Soon after, we determined that it was a bogus shooting and the body armor went away.

"It'll never happen to me."

"Revolvers are obsolete and no good for defense." For some people, they remain a top choice. For someone who works at shooting skill, they can be an asset in learning trigger control. Their day has not yet passed.
Cops tended to show up at qualification but didn't pick up their primers or have the shift loaders load ammo for them (We got a thousand primers a year. The outfit supplied the Star reloader, a loader operator on each shift. You provided the slugs and brass and the powder was gratis.) I'd happily trade guys out of their primers and got to be one of the loader operators, loading 3,000 or so rounds a year just at the department in addition to what I loaded at home.

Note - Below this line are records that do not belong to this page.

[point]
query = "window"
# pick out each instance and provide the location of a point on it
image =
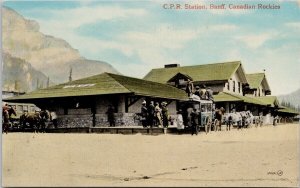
(233, 86)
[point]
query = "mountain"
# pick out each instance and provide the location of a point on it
(54, 57)
(19, 75)
(292, 98)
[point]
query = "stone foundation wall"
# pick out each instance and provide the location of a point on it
(122, 119)
(70, 121)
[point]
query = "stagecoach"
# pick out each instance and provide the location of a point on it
(204, 109)
(20, 108)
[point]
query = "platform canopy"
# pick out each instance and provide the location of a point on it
(104, 84)
(230, 97)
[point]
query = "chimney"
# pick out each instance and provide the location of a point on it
(172, 65)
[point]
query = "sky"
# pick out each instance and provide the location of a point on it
(137, 36)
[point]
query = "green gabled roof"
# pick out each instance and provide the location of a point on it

Still, those cops tended to win fights against some pretty nasty characters. Same with armed citizens – people who'd bought a pistol, fired six rounds and dropped the gun in a sock drawer seemed to do well against violent felons – when they could get to the gun.

The data may change over time, but it seems the armed citizen seems to win over violent criminal offenders overwhelmingly. Now that the no-longer federally sanctioned War on Terror has come home to roost, it may not work out that way in future. We'll see.

Next on the list is the type of gun or make of gun that gets the absolute statement of fact, the real truth: "If it's not X, you'll die." Yeah, okay. That's kind of like the "cheap, easily concealed handgun is no good, a widow-maker, etc." You'll find that it's (1) being aware there's a serious problem, (2) willingness to deal with that problem and (3) having a tool to assist in the process that makes all the difference.

Yeah, that 1911-pattern pistol won't work over a 300-1,000 round class (until it does, which seems to happen). As Ken Hackathorn pointed out in an interview, that data set is irrelevant anyway – he carries 22 rounds of .45 with a 1911. It has to work for that many rounds, after which it becomes an impact weapon. It was the same with "Glocks just blow up," "M&Ps are no good," and other such silliness.

Sure, you should buy and use a gun you can maintain and keep to factory specifications. The 1911 isn't for everyone no more than a traditional double action or a striker fired gun or a revolver. Here's the deal: you find your place and make it work. It could be that a real service style handgun with a high round count service life could be your thing. It may not for whatever reason.

Same with caliber. If I had a nickel for every time the caliber nonsense arose, I'd kick Warren Buffett out of his old Nebraska home and turn it into a museum. The round has to work – reliably fire, extract/eject, reset the firing device, feed up and lock into place. After that, it needs to predictably hit to the sights. Penetration is good too. Expansion? That's angels dancing upon the heads of pins.

I don't care about 9mm vs. .45, .38 vs. 9mm or any of that. It lacks relevance in the real world.

It is critical to have the right size ammo for the gun you carry. That makes a difference.

Revolvers aren't relevant to self-defense? Yes, that's another absolute. They aren't until they are and that's when they're employed. We all know that capacity is limited and if you get a stoppage with a wheel gun that is not related to simply running out of ammo, you're in serious trouble. I carry a revolver nearly every single day – as it backs up another gun, a compact version of a service pistol. Even the service pistol can break, quit running or get taken from me.

Simply stated, when someone rattles off a statement of absolutes, think critically. Don't just buy it because it's a strong statement. Strong statements sound good, but they are often shaky and don't respond well to being pushed.